What are the symptoms of impetigo?
It first appears as a small scratch or itchy patch of eczema - skin inflammation - on seemingly healthy skin. A small red, itchy spot quickly develops into a blister containing a yellow substance. Later, the top of the blister becomes crusty and weeps while new blisters develop in the same place or on other parts of the body. Impetigo usually begins on the face, especially
around the corners of the mouth, the nose and back of the ears.
Impetigo causes small bumps or blisters that burst. The skin underneath is moist, tender and red, and it oozes a clear liquid. A honey-colored crust, which may itch, then forms over the reddened area. If the disease is more severe cases, you also may have a fever and swelling of the lymph glands (swollen glands) in the face or neck.
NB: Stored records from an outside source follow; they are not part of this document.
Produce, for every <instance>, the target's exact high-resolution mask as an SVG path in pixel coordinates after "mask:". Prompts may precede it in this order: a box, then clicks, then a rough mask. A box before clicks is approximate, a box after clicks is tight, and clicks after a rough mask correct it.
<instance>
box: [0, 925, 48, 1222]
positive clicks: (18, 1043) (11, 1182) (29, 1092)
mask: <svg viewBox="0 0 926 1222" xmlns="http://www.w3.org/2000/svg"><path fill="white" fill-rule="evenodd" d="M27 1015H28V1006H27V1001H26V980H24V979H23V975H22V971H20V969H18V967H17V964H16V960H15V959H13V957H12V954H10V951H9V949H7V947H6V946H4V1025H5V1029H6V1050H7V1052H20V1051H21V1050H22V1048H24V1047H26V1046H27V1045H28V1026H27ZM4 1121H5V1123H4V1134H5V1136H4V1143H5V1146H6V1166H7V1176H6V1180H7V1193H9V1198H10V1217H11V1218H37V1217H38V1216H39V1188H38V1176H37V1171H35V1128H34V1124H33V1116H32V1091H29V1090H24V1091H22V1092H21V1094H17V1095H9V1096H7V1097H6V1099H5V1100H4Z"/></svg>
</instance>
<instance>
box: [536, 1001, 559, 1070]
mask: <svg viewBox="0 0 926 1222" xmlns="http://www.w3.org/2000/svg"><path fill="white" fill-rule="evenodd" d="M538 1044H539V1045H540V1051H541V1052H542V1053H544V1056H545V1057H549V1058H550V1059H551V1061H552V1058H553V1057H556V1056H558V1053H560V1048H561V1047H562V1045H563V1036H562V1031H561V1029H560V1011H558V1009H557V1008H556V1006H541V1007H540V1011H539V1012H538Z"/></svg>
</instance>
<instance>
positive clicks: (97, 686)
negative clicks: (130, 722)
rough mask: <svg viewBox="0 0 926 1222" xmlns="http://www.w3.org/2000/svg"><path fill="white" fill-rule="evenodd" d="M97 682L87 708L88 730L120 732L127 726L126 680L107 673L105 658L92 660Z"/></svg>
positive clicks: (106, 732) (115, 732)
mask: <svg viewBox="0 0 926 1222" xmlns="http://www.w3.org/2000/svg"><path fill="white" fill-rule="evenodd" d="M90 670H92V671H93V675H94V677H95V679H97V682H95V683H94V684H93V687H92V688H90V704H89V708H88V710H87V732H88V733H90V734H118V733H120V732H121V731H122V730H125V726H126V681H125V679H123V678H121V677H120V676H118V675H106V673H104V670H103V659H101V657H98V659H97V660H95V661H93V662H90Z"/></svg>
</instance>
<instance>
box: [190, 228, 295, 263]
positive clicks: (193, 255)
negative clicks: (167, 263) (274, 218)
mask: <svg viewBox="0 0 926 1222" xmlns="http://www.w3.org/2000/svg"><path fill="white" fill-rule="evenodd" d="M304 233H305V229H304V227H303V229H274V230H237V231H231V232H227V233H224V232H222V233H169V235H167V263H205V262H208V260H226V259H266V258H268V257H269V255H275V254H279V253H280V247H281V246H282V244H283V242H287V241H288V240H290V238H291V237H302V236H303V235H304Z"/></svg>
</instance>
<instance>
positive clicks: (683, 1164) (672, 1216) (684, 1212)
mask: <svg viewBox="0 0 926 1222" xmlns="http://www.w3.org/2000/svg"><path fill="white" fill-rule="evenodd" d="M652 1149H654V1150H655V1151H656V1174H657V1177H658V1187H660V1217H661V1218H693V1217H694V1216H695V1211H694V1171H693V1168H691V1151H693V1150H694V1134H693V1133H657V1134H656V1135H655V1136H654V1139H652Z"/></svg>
Impetigo has two general forms: ordinary impetigo and bullous impetigo. Ordinary impetigo is scabby and pustular (little pimples full of pus) in appearance and is generally caused by strep germs. It starts as a small blister or pustule that ruptures and leaves a reddish base which is then covered by a honey-colored crust. In children, this condition often begins on the skin near the nose, though it may spread. Ordinary impetigo is also known as impetigo vulgaris and streptococcal impetigo. Bullous impetigo produces large, fragile blisters and is caused mostly by staph germs. It also often affects the face, but may appear elsewhere. The blisters it forms have very thin walls that collapse, leaving a bright red, inflamed, moist base. Bullous impetigo is also known as impetigo bullosa and staphylococcal impetigo.